JCVD is, well in case you're now aware, made up of the initials of the has-been action hero Jean-Claude Van Damme, hero from films like Blood Sport and Universal Soldier, and as he's associated in this movie, the man credited for introducing John Woo to Hollywood as they made Hard Target. Things aren't all that rosy for a man who is well past his action hey-days, with roles not forthcoming, and having to enter into a prolonged child custody battle. Hollywood's action heroes of yesteryears have been fading from the limelight, and it's no wonder that some are finding second life through direct-to-video films, and in JCVD's experience here, he's not gaining any respect from new filmmaker hacks who couldn't care less about his glorious past.
What makes this film intriguing is to witness how ordinary Van Damme is, being just another regular joe who faces problems that aren't as far fetched as saving the world singlehandedly, and juggling his visibility with fan boys when in public, and can't actually step up to be that hero he's idolized for.

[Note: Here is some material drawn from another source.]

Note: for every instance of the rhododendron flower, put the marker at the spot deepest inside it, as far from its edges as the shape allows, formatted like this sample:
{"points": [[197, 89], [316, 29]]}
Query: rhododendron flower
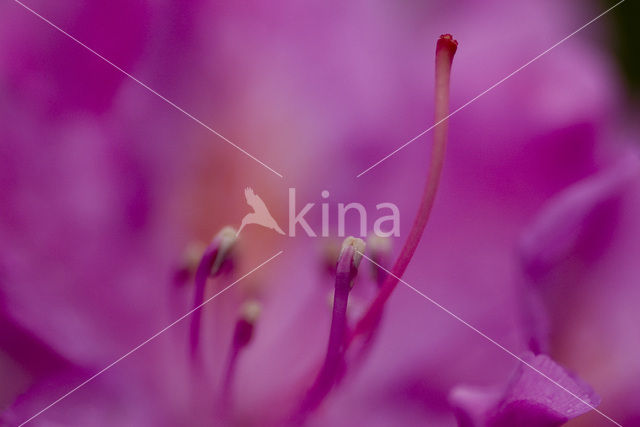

The Van Damme here gets caught up in an armed robbery in a post office, and contrary to what we would assume he would do, he has to play ball, listen to instructions, and just about making sure that he himself also survives the ordeal.
But of course when one of the robbers happen to be a fan, then this allows for some comedy especially in a scene where he requests his action hero to demonstrate some of his famed moves, which in my opinion, shows that Jean Claude still has what it takes. The other action sequence that will impress will be the one in the beginning, which packs everything from gunfights to fisticuffs, and is just about the time that you'll experience much action in the film, bar delusional moments of "What If"s that Van Damme dreams up, which adds to the fun and plays on his action hero persona.
Which gets shelved aside for JCVD the man, even though this reality is an alternative one. In a brilliant scene, which I felt was the highlight and defining moment of the film, Van Damme breaks the 4th wall and communicates directly to us the audience, as if he's having a confessional to god. He recounts the life that he has, the child who carved out a career by following his dreams, of never say die, and of adopting the right attitude. He covers in earnestness the ups and downs of his life, his success and failures, and frankly, if the Muscles from Brussels had bragged at one point that amongst the Hollywood action heroes he had the most credible acting skills, then this dramatic moment is that justified, with JCVD exhibiting plenty of genuine emotion.
Presented in a non linear narrative with view points changing from the likes of the cab driver, to the video store guys, to the cops and of course from JCVD's own, director Mabrouk El Mechri managed to build up suspense and allow us to wonder just what and how things are related with one another, with the crux of the story taking place in and around a single location isolated by the police from curious passers by and fans of Van Damme. It balances drama and some bits of comedy, while holding out on the limited action scenes to make you wonder just when will Van Damme execute those killer splits and hits.
The last film I saw on the big screen involving Van Damme was the latest Universal Soldier sequel, and it's a bit of a pity he's not involved with The Expendables, which had brought together action heroes both old and new in a single film that's likely to settle for that tinge of nostalgia. For JCVD fans, this film is a must-watch, while non-fans will likely agree that he's more or less vindicated from some of the relatively unsuccessful turns in those made for video market movies. Highly recommended!